Sophiatown residents’ 20-year battle for services and housing
City says it can’t provide services on land it does not own
Uncollected garbage, flooded shacks, and dangerous illegal electricity connections are just some of the many daily challenges experienced by families in Sophiatown informal settlement near Kuilsriver.
About 600 families live in overcrowded Sophiatown. Residents say they have been waiting for houses promised to them by the government 20 years ago.
In March 2019, residents from Sophia Town joined several other informal settlements and marched to the Western Cape Department of Human Settlements and the Civic Centre in Cape Town, calling for housing, toilets, and electricity.
GroundUp visited the area on youth day and saw piles of rubbish dumped in front of the toilets, flooded shacks in some parts of the area, muddy pathways to leaking tapes, and a web of illegal electricity connections.
Resident Julius Ngomane, 60, said he moved to Sophiatown from Gauteng in 2000, when there were just ten shacks on the land. He worked as a bricklayer for a construction company in Kuilsriver before retiring.
“In 2001 we were promised to be moved to new houses. The City of Cape Town and Human Settlement Department last visited us in 2015. They counted shacks, wrote numbers on the shacks and asked why the shacks are increasing,” he said.
Xoliswa Welana, a mother of three young children, was busy taking her furniture out to dry in the sun. She said it was a week after it had rained but her shack had not dried up yet.
“I moved from Kuilsriver in 2015 when I lost my job. I could not afford to pay rent. Because of flooding it is difficult for children to walk to school in the morning, so I wear gumboots and carry the children one by one on my back and leave them by the main road. I then wait for them again when they finish school and carry them back to our shack,” she said.
Community leader Siza Tshalisi said he had been to Kraaifontein’s Oostenberg municipality early in 2020 to seek help with electrification and relocation. He was told the City could not develop the land as it belongs to PRASA and there was no relocation plan in place for them.
“Over 1,500 people are staying here. Three to six people are sharing a shack. We were rejected by all ward councillors because we don’t know which ward we fall under. We are now depending on the activist Latifa Jacobs who does a lot of community work here,” he said.
“Unemployment rate is very high here. People just wake up and bask in the sun because they don’t have work to do. We are staying in floods and people walk about two kilometres to fetch water. They queue for one tap that works well. The other three taps leak and run too slow. We just buried a person three months ago who was electrocuted, two others are still recovering,” he said.
When asked, the City confirmed that a promise had been made by a private developer who spoke to the original 34 occupiers. The City said it had only recorded 145 families in 2015.
Councillor Malusi Booi, Mayoral Committee Member for Human Settlements, said that the new occupiers — which could be about 450 structures — are built where a railway line is to be constructed. He said this group was never part of any negotiations for housing with the City or the private developer.
“The original settlement was created in the early 2000s and complete recordings of people residing there were made in 2015. These people have been in long-standing engagements with the City, the other land owner, PRASA and a private developer,” he said.

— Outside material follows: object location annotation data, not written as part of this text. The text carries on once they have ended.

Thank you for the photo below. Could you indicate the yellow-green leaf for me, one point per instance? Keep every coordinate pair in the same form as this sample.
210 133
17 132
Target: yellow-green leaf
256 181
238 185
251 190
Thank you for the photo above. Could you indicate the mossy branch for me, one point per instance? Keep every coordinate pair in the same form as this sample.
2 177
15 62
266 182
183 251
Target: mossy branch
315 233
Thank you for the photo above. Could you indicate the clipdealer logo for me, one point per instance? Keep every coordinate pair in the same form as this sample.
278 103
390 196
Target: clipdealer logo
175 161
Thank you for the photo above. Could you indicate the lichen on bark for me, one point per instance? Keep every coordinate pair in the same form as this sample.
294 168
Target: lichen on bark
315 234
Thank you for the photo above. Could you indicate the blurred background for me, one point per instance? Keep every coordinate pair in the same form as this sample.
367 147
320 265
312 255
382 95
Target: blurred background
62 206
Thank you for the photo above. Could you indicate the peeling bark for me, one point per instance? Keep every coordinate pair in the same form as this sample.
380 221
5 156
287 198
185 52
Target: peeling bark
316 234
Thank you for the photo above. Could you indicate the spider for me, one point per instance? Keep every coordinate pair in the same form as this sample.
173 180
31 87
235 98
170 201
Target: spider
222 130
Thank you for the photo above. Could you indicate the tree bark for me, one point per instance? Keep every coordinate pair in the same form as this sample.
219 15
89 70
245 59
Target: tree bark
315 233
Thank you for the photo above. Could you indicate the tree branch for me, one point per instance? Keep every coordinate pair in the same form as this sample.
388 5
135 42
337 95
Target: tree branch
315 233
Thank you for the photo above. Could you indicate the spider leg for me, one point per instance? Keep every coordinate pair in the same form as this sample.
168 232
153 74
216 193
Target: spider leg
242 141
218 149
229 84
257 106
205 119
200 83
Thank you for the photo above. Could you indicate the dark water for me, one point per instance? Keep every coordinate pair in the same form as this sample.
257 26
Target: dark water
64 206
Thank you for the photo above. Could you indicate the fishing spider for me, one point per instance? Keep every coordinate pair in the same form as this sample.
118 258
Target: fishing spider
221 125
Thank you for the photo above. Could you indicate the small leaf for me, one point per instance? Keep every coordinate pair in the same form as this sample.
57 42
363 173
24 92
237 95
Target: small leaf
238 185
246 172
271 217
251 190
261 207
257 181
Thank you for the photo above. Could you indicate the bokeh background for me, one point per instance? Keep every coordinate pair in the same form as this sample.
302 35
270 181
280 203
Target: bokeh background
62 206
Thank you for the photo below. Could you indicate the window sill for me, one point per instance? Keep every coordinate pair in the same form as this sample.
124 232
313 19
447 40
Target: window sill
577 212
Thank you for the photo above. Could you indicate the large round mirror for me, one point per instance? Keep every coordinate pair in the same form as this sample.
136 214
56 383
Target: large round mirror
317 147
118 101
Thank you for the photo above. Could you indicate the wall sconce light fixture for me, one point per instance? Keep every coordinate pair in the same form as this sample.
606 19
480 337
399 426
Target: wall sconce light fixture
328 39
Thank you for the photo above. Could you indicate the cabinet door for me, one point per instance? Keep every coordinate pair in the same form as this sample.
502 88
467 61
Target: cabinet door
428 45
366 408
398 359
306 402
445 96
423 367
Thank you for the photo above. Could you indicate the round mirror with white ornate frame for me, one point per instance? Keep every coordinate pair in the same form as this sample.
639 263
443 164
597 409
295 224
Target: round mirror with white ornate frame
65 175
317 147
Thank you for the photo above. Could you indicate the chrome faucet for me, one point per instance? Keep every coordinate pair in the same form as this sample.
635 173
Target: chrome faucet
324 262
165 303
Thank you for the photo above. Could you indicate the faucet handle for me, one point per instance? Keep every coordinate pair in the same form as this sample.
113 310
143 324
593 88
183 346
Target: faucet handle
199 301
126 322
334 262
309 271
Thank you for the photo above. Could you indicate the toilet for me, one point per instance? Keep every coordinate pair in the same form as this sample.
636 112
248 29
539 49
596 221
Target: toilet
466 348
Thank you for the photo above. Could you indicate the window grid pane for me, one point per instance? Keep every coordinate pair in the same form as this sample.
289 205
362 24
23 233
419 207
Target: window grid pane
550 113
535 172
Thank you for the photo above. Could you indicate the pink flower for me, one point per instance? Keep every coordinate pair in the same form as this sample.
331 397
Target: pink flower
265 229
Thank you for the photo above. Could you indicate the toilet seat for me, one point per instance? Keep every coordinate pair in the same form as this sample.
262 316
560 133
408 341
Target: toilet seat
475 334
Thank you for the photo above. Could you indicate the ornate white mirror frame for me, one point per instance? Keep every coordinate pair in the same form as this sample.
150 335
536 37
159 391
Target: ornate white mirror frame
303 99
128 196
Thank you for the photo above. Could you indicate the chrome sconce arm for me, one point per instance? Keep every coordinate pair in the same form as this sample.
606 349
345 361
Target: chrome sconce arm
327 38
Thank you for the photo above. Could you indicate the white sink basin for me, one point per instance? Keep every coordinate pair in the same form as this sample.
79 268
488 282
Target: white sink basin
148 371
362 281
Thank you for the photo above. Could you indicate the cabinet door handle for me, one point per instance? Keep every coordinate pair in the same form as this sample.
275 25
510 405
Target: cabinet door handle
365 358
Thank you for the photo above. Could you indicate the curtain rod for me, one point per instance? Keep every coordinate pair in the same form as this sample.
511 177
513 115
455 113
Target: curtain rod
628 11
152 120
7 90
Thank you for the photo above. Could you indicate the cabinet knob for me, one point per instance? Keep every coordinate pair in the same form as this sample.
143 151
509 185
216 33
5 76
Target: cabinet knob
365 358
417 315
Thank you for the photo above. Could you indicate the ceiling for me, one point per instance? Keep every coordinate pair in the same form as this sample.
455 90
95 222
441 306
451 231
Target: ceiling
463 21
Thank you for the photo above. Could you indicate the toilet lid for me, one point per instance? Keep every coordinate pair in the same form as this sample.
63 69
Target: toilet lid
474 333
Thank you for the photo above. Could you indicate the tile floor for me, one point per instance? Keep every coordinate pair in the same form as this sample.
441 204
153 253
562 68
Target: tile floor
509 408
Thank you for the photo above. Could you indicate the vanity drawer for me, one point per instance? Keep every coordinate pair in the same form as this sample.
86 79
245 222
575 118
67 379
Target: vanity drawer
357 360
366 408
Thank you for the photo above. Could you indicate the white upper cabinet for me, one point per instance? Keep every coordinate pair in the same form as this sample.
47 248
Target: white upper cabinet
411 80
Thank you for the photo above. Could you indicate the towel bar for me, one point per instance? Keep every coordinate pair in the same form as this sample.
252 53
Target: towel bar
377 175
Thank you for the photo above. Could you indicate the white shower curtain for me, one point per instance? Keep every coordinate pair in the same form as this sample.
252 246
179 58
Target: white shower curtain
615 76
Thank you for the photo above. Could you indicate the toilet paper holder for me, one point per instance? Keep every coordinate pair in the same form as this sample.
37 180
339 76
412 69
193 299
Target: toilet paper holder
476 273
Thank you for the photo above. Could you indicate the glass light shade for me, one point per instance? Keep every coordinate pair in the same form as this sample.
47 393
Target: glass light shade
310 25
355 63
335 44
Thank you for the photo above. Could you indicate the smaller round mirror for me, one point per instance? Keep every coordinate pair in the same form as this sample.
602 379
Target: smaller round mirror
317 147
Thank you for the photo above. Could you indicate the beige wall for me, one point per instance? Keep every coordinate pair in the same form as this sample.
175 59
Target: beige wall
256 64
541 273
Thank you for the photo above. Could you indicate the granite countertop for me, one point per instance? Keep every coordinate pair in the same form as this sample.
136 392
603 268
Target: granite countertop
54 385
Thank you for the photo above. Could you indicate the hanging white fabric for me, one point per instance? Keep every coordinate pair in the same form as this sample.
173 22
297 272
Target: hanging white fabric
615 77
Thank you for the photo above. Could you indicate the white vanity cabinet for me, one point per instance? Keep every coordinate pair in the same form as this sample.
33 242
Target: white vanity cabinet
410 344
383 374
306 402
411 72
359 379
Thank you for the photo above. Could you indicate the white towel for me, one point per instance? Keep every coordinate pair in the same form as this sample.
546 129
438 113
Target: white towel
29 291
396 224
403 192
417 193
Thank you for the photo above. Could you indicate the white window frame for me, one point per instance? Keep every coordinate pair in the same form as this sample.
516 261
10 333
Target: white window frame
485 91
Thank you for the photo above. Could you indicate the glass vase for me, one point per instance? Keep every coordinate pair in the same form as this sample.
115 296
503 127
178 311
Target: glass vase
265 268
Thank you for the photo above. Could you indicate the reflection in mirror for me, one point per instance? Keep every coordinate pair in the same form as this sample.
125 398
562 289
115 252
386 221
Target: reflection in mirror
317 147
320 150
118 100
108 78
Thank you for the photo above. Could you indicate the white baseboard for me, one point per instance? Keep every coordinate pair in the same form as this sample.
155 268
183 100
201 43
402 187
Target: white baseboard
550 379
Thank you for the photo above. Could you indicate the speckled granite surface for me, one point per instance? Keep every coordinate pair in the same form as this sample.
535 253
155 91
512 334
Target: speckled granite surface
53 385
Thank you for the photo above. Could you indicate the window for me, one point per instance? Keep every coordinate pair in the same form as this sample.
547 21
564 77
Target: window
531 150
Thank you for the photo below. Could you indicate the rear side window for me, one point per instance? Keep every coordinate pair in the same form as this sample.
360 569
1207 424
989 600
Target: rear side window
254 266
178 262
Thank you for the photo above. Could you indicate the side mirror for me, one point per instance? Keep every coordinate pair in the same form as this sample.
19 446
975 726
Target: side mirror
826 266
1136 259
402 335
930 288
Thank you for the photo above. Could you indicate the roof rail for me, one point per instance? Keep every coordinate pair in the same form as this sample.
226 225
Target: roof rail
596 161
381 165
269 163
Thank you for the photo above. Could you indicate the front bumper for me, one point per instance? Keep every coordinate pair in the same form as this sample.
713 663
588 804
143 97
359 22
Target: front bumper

“By January 2018, most of the existing illegal dwellers had settled. These land invasions after 2015 apply to the section where the railway line is to be constructed.”
Booi said the City had visited the area recently and would be talking to residents until a solution is reached.
“The City cannot install services in informal settlements on land that is not suitable for human habitation due to railway lines and wetlands,” he said.